While both TAC and LP indicate levels of oxidative stress, LP captures the effects of reactive oxygen species (ROS) on polyunsaturated fatty acids critical for growth in juvenile bivalves, but is also related to how metabolically active an organism is, which may not necessarily mean the organism is under stress (Gallager et al. 1986; Lulijwa et al. 2021; Lushchak 2011). Differences in the conditions experienced by mussel spat among sites and depths influenced TAC, but LP in this study indicated that although factors such as temperature, oxygen, and nutrient availability (Dowd et al. 2013; Nogueira et al. 2017; Viarengo et al. 1995; Wilhelm Filho et al. 2001) may have varied among sites and depths causing oxidative damage, the effects of ROS on lipid production was unaffected by these experimental treatments. Delorme et al. (2020) showed that increased fasting duration resulted in increased oxidative damage and a reduced ability to enhance antioxidant activity in spat. Additionally, tolerance to additional stress decreased with greater fasting, indicating that prolonged periods of low food availability can have detrimental effects on mussel performance (Delorme et al. 2020; Dowd et al. 2013). The effects of time on both TAC and LP suggest that as mussels grew, greater intraspecific competition may have resulted in lower food availability enhancing oxidative damage to lipid production pathways. Importantly, however, changes in antioxidant capacity during our experiment was only impacted by seeding density differently at the various depths, sites, and times, indicating that although stress levels may have been higher at the end of our experiment, greater seeding density did not significantly influence the stress levels in mussel spat.

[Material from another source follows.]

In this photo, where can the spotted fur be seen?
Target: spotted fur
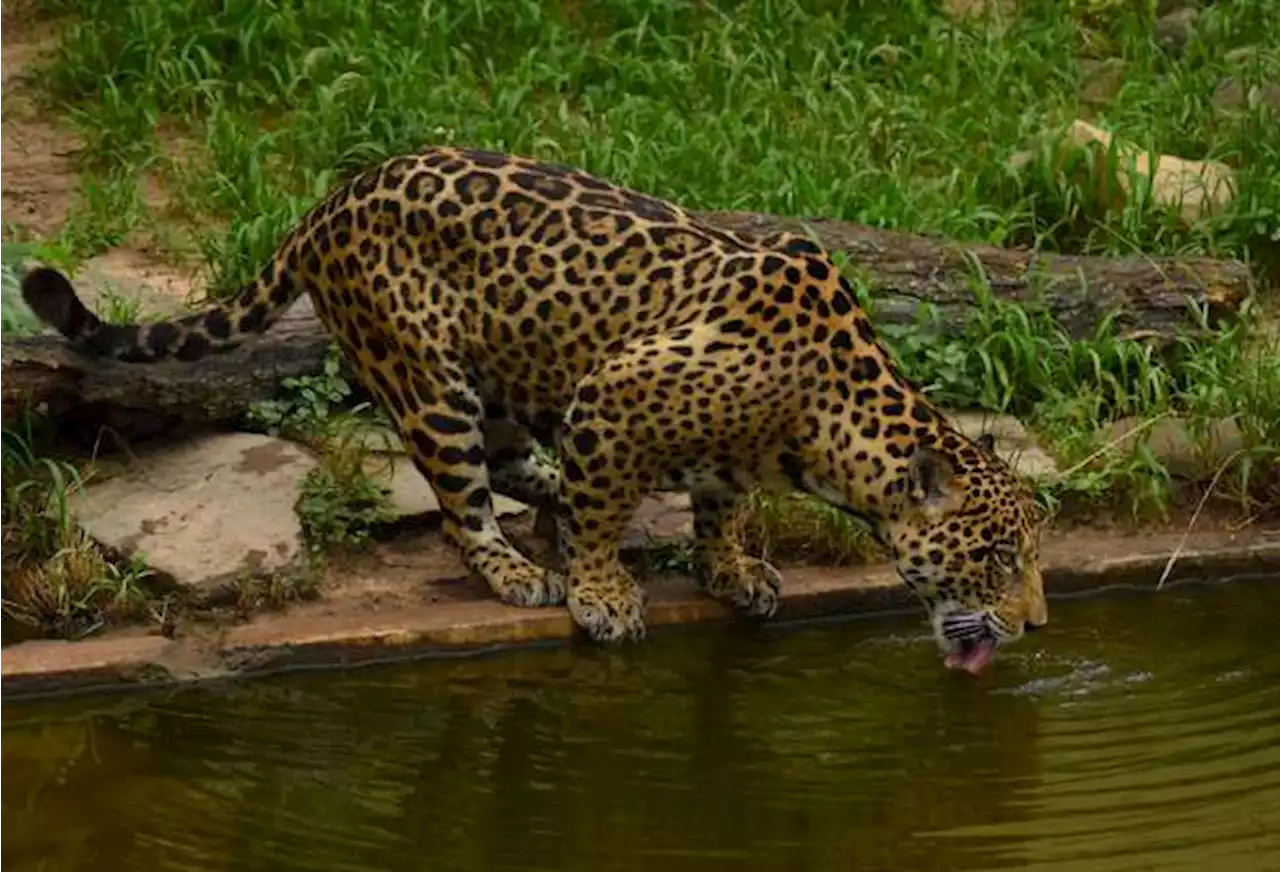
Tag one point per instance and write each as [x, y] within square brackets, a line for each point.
[489, 300]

The reliable supply of wild Greenshell™ mussel spat remains a major bottleneck for the industry in New Zealand. If the industry continues to grow while relying on wild caught spat, farm methods must adapt to make the most efficient use of the spat resource. Given that the nursery stage is the period of the production cycle with the greatest losses, focusing efforts on minimising spat losses will result in the greatest return for research effort. Furthermore, rather than relying on whole organism responses as indicators of production performance, physiological assays could provide diagnostic tests of stress (Delorme et al. 2021a) and potentially give farmers the opportunity to develop intervention measures to minimise or prevent large-scale losses and enhance overall production of Greenshell™ mussel spat.